Maintenant, Charles, dont les cheveux blonds n'avaient plus aucune trace de neige, souriait aussi. Mais il ne souriait ni à l'infirmière, ni à personne d'autre. C'était un sourire spontané qu'il jetait dans le vide, qui s'accordait à ses pensées et disparaissait aussitôt. C'est seulement lors de ce moment de silence que Charles remarqua les tic-tacs presque imperceptibles d'une grande horloge. Celle-ci se tenait à côté d'un guéridon, plantée sur ses deux pieds, rivalisant de hauteur avec le sapin. Alors que le cadran semblait lui lancer des regards provocateurs, l'aiguille des secondes sautant en rythme avec un peu de retard, Charles détourna les yeux sur une seconde infirmière, plus âgée et plus grave, qui descendait le grand escalier en le dévisageant. Elle fit un geste de la tête à sa collègue plus jeune et indiqua d'une voix neutre, sans aucune émotion :

« Elle est prête à recevoir Clarisse... »

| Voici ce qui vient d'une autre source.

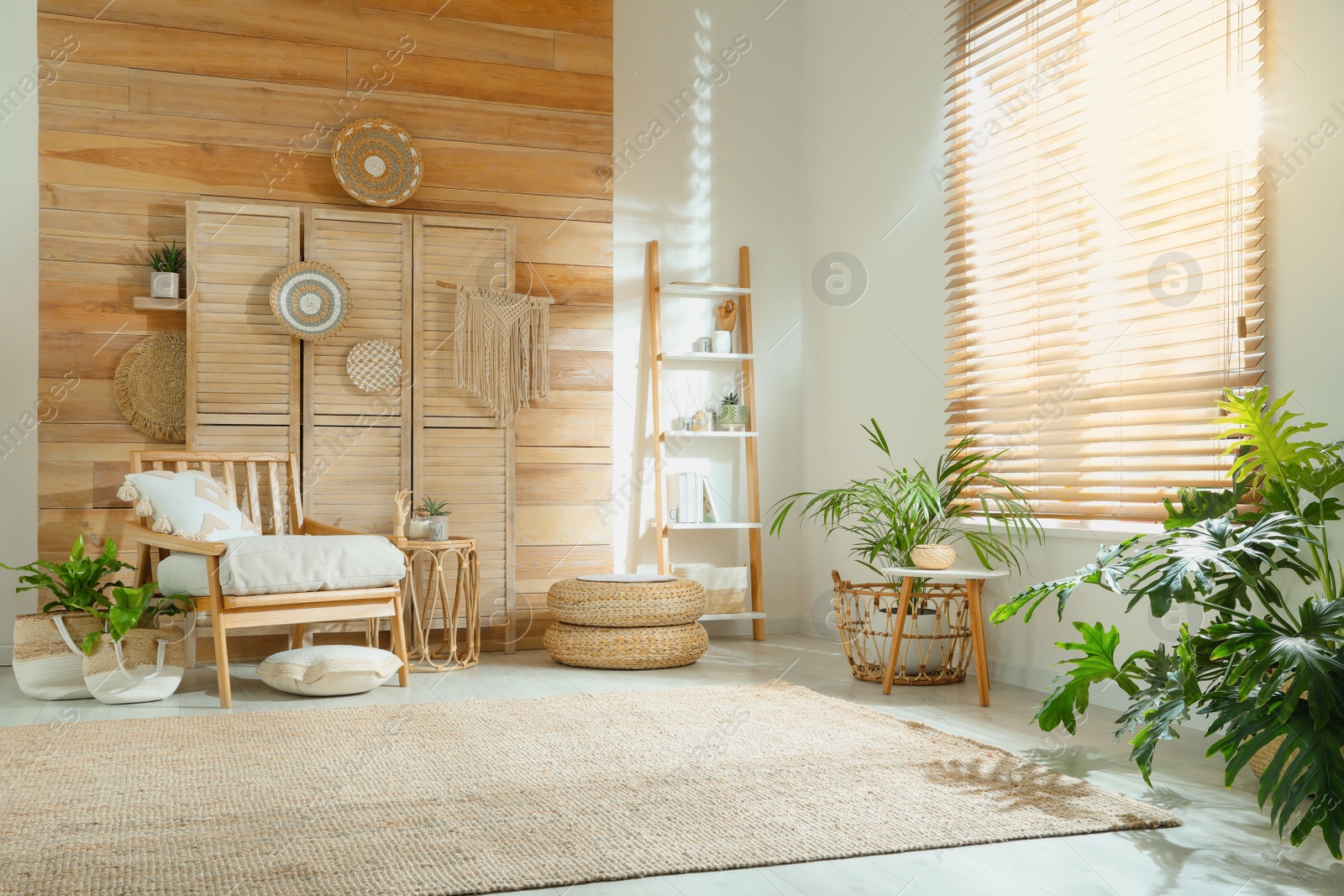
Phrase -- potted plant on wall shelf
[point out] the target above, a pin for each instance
(167, 264)
(134, 660)
(1267, 669)
(47, 663)
(890, 517)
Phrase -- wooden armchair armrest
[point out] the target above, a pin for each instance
(313, 527)
(174, 543)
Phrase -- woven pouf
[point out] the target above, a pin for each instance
(638, 647)
(627, 600)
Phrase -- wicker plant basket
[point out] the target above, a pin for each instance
(933, 557)
(625, 647)
(627, 604)
(936, 647)
(725, 587)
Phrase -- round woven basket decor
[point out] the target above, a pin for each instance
(374, 365)
(643, 647)
(311, 300)
(376, 163)
(151, 385)
(627, 604)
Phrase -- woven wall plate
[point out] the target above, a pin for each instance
(311, 300)
(374, 365)
(151, 385)
(376, 163)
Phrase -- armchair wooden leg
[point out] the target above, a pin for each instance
(403, 678)
(226, 694)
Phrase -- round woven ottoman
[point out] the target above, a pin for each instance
(627, 647)
(627, 600)
(627, 622)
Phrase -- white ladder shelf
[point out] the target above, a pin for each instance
(741, 291)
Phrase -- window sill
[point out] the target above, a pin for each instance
(1088, 528)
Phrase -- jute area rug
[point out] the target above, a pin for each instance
(481, 797)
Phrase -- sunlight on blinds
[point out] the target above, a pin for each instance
(1105, 241)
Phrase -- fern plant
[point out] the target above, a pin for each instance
(76, 584)
(960, 500)
(1269, 671)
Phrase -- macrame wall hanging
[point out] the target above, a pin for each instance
(503, 348)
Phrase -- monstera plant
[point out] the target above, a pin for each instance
(1268, 671)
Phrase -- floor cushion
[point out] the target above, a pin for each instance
(288, 563)
(328, 671)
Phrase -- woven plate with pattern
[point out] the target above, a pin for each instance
(376, 163)
(311, 300)
(374, 365)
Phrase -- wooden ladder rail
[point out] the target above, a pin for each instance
(752, 445)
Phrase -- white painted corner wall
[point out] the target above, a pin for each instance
(824, 140)
(19, 335)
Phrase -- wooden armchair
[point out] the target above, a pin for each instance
(282, 486)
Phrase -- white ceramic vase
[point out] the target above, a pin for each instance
(145, 665)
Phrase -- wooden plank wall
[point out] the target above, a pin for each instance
(165, 101)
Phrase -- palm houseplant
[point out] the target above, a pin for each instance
(891, 517)
(1268, 668)
(47, 664)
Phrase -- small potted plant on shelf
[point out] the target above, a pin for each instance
(134, 660)
(432, 516)
(732, 412)
(167, 264)
(1265, 668)
(47, 664)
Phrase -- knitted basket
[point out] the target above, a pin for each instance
(628, 604)
(933, 557)
(644, 647)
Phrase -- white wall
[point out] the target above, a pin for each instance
(721, 177)
(19, 335)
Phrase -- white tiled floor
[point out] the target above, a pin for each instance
(1225, 848)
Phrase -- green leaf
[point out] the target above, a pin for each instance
(1070, 689)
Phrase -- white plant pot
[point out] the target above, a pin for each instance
(145, 665)
(47, 661)
(165, 285)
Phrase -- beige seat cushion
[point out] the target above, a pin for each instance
(286, 563)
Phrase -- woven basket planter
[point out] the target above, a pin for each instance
(625, 647)
(933, 557)
(622, 605)
(934, 647)
(138, 669)
(45, 665)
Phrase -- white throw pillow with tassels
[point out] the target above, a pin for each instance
(187, 504)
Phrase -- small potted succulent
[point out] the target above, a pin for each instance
(134, 660)
(47, 664)
(732, 412)
(432, 516)
(167, 264)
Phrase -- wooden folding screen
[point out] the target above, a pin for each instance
(255, 387)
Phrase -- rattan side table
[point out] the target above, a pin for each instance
(465, 600)
(974, 579)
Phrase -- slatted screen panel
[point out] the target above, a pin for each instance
(356, 445)
(457, 251)
(242, 364)
(470, 469)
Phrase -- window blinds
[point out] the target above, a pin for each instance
(1105, 241)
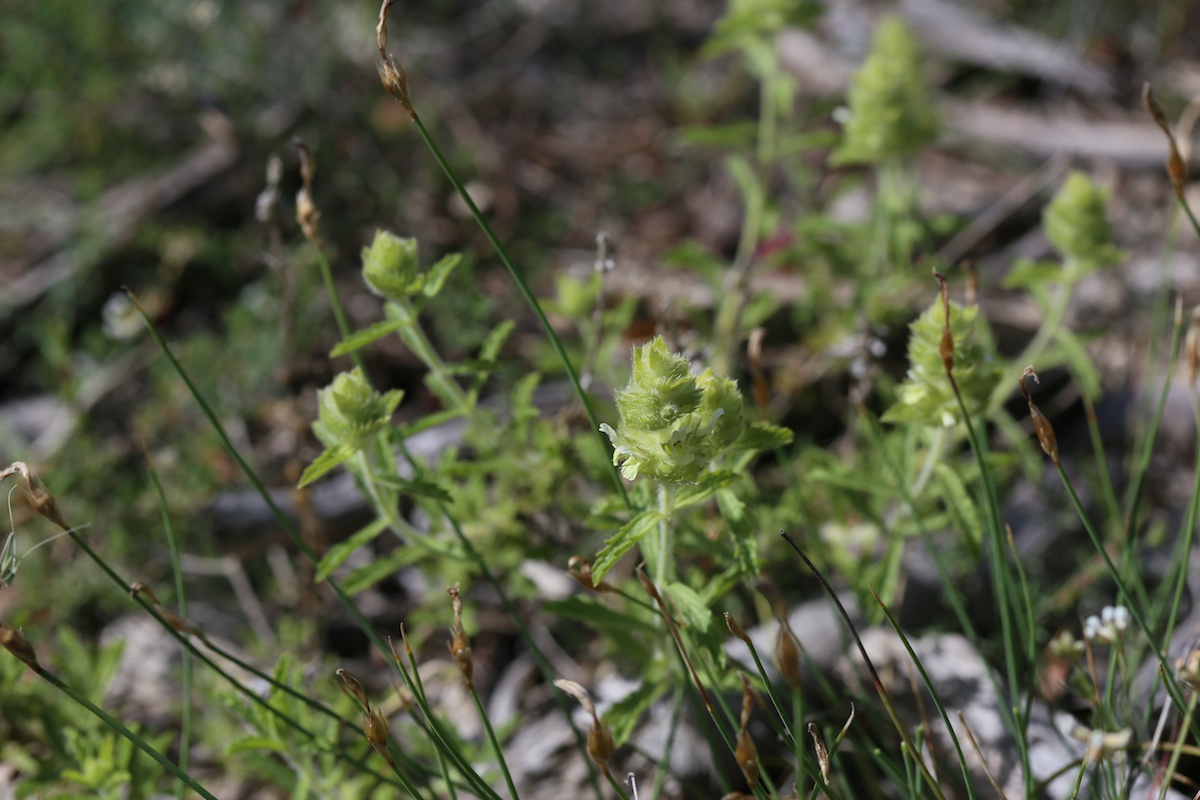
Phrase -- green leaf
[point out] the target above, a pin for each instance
(366, 336)
(251, 744)
(342, 551)
(624, 541)
(708, 485)
(853, 483)
(623, 715)
(419, 487)
(960, 505)
(496, 340)
(595, 615)
(763, 435)
(437, 275)
(324, 463)
(1026, 274)
(693, 612)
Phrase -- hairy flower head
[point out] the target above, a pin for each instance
(390, 266)
(673, 425)
(1077, 223)
(891, 114)
(351, 411)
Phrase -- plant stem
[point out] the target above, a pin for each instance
(664, 571)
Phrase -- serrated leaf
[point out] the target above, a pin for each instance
(366, 336)
(705, 489)
(324, 463)
(623, 715)
(420, 488)
(342, 551)
(597, 615)
(852, 483)
(379, 569)
(437, 275)
(496, 340)
(1026, 274)
(624, 541)
(763, 435)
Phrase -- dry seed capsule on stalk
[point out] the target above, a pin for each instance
(1041, 423)
(600, 741)
(460, 645)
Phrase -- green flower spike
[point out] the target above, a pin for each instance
(390, 266)
(351, 411)
(1077, 224)
(673, 425)
(925, 396)
(891, 114)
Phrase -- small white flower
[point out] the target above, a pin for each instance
(121, 318)
(1109, 627)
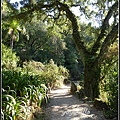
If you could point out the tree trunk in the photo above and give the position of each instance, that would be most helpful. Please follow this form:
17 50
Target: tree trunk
91 80
11 44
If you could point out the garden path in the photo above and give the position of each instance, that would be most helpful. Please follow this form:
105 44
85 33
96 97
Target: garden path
64 106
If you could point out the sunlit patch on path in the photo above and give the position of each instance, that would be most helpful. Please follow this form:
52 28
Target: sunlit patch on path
63 106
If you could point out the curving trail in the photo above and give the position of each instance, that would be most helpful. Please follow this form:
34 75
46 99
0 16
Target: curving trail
63 106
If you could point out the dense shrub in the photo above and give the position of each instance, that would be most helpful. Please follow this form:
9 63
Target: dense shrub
109 90
9 58
26 87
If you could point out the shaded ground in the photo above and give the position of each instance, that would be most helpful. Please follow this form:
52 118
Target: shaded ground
63 106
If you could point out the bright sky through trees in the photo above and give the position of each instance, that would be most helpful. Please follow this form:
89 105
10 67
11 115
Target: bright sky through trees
76 11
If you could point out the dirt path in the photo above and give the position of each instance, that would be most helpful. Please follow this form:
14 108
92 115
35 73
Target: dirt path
63 106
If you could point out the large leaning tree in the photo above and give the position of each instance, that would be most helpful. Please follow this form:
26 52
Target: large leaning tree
59 12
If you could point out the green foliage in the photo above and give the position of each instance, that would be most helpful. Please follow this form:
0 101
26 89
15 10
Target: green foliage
9 58
50 73
72 59
109 85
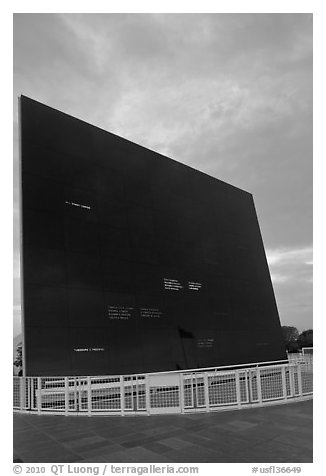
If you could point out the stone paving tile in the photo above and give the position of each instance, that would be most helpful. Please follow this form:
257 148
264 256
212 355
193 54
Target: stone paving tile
175 443
88 440
269 434
104 450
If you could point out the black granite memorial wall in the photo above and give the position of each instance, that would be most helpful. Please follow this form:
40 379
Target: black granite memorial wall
133 262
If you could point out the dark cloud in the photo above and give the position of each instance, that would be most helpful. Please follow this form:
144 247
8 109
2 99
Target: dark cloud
230 94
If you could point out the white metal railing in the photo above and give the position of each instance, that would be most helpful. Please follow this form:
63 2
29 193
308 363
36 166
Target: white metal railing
170 392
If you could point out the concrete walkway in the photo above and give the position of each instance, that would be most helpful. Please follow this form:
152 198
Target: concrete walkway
275 434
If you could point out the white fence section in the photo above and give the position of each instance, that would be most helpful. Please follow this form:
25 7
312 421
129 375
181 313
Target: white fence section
171 392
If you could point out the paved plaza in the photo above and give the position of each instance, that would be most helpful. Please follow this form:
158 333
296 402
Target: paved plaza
278 434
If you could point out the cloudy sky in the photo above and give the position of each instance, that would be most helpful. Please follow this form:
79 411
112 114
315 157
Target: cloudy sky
228 94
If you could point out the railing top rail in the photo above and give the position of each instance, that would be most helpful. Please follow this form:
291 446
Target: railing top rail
184 371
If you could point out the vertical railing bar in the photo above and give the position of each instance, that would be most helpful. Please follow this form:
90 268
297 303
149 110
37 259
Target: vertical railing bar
237 387
181 392
206 391
122 395
259 394
22 392
299 380
147 396
38 394
285 393
291 379
89 396
66 395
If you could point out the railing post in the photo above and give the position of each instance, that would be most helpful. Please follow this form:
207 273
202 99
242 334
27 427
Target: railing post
259 395
300 380
237 387
147 396
285 394
38 393
206 391
22 392
181 378
291 379
66 395
89 396
122 395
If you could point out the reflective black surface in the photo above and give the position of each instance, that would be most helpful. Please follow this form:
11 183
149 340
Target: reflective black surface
133 262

L'infirmière brune, toujours à côté de Charles, sourit de nouveau :

« Merci Jeanne... »

Sa voix et ses gestes devinrent de nouveau plus dynamique :

« Vous pourriez conduire Monsieur Bird jusqu'à sa sœur ? Je pense qu'il est grand temps que je prépare la dinde... »

L'infirmière répondant au nom de Jeanne hocha la tête sans sourire. Elle adressa un vague geste de la main à Charles alors que sa collègue quittait discrètement la salle. Charles, hésitant, commença à monter l'escalier, laissant des traces sur le tapis rouges avec ses chaussures trempées.